Optimization theory and algorithms

Network

Image credit: Made with Midjourney

3. Optimization theory and algorithms#

In this chapter, we turn to optimization theory and algorithms, which lie at the core of modern data science and AI. We derive basic optimality conditions, including in the presence of convexity. We then introduce a fundamental optimization algorithm, the gradient descent method, and detail a theoretical analysis of its convergence under different assumptions. We illustrate these concepts on an important supervised learning problem. Here is a more detailed overview of the main sections of the chapter.

“Background: review of differentiable functions of several variables” This section reviews the fundamental concepts of differentiable functions of several variables. The gradient is defined as a vector of partial derivatives, generalizing the concept of the derivative for functions of a single variable. The section also introduces the Hessian matrix, which contains second-order partial derivatives. The Chain Rule for functions of several variables is presented and used to prove a multivariable version of the Mean Value Theorem. Finally, the section provides examples of calculating gradients and Hessians for various functions, including affine and quadratic functions.

“Optimality conditions” This section focuses on deriving optimality conditions for unconstrained continuous optimization problems. It introduces the concept of a global minimizer, which is a point where a function attains its minimum value over its entire domain. Recognizing the difficulty of finding global minimizers, the section also defines local minimizers, points where a function takes its minimum value within a neighborhood. It introduces the concepts of first-order conditions based on the gradient and second-order conditions based on the Hessian matrix. The section explains that while the first-order necessary condition of the gradient being zero at a point is not sufficient for a local minimizer, the second-order sufficient condition involving the positive definiteness of the Hessian at a point satisfying the first-order condition guarantees a strict local minimizer.

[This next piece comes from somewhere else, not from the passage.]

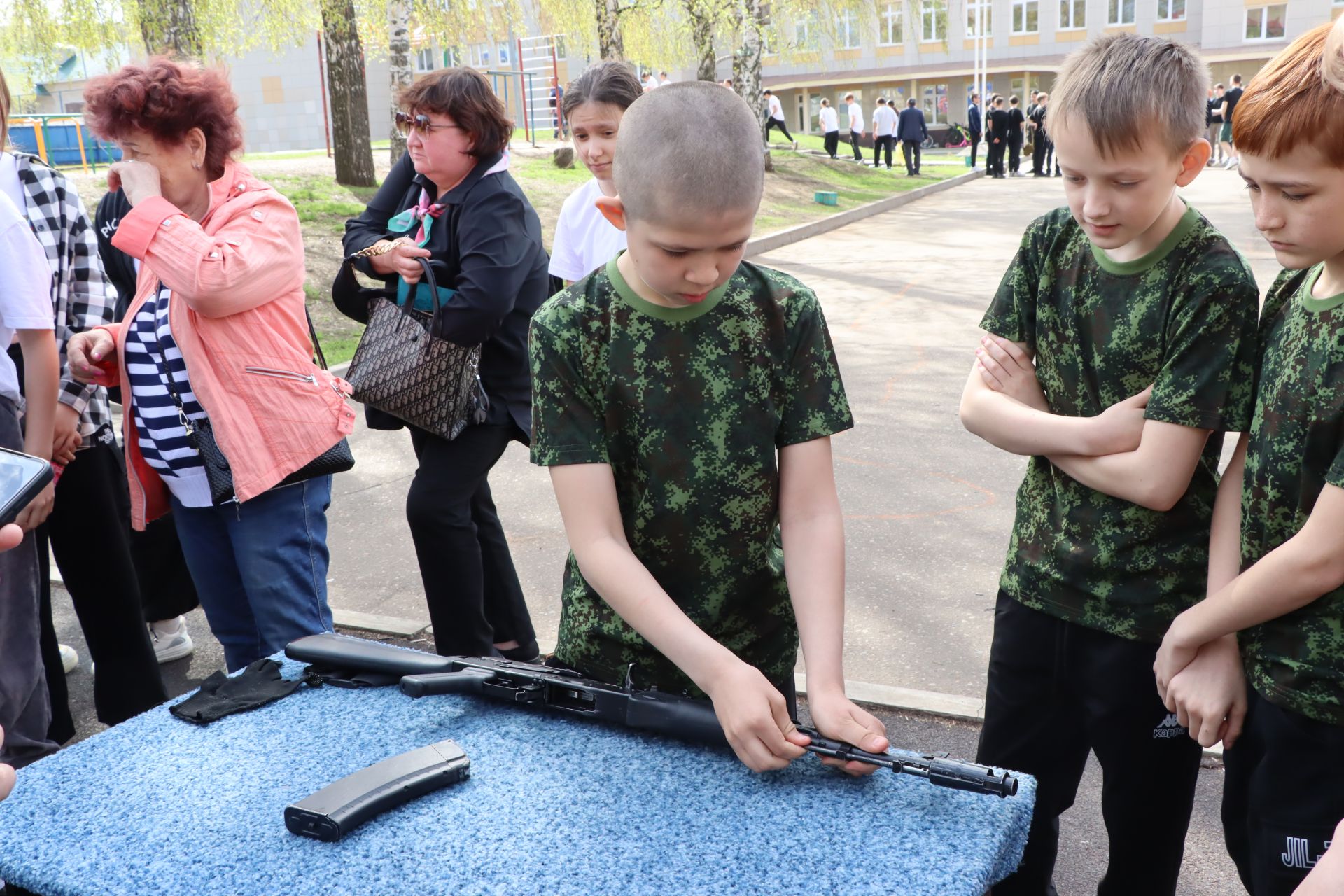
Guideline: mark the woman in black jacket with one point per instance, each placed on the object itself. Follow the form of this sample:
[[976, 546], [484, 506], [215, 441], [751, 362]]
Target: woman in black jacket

The section concludes by extending the discussion to optimization problems with equality constraints, presenting the method of Lagrange multipliers.

“Convexity” This section introduces the concept of convexity, which plays a crucial role in optimization problems. It defines convex sets and functions, and provides examples and properties of each. A set is convex if the line segment connecting any two points in the set lies entirely within the set. Convex functions are defined similarly, with the additional requirement that the function’s value at any point on the line segment is less than or equal to the corresponding weighted average of the function’s values at the endpoints. The section then establishes the connection between convexity and optimization, showing that for convex functions, any local minimizer is also a global minimizer. It also presents conditions for convexity based on the gradient and Hessian. The section concludes by introducing the notion of strong convexity, which guarantees the existence and uniqueness of global minimizers, and provides examples of strongly convex functions, such as least-squares objectives.

“Gradient descent and its convergence analysis” This section discusses gradient descent, a numerical optimization method for finding the minimum of a continuously differentiable function. The method iteratively takes steps in the direction of the negative gradient, which is proven to be the steepest descent direction. The convergence of gradient descent is analyzed under different assumptions on the function being minimized. For smooth functions, gradient descent with an appropriate step size is shown to produce a sequence of points whose objective values decrease and whose gradients vanish in the limit. When the function is both smooth and strongly convex, a faster convergence rate is obtained, with the function values converging exponentially to the global minimum. The section also includes examples and Python implementations to illustrate the concepts.

“Application: logistic regression” The section applies gradient descent to logistic regression, a method for modeling the probability of a binary outcome based on input features. It derives the gradient and Hessian of the logistic regression objective function (i.e., the cross-entropy loss), proves the objective is convex and smooth, and provides Python code to implement gradient descent for logistic regression. The method is applied to example datasets.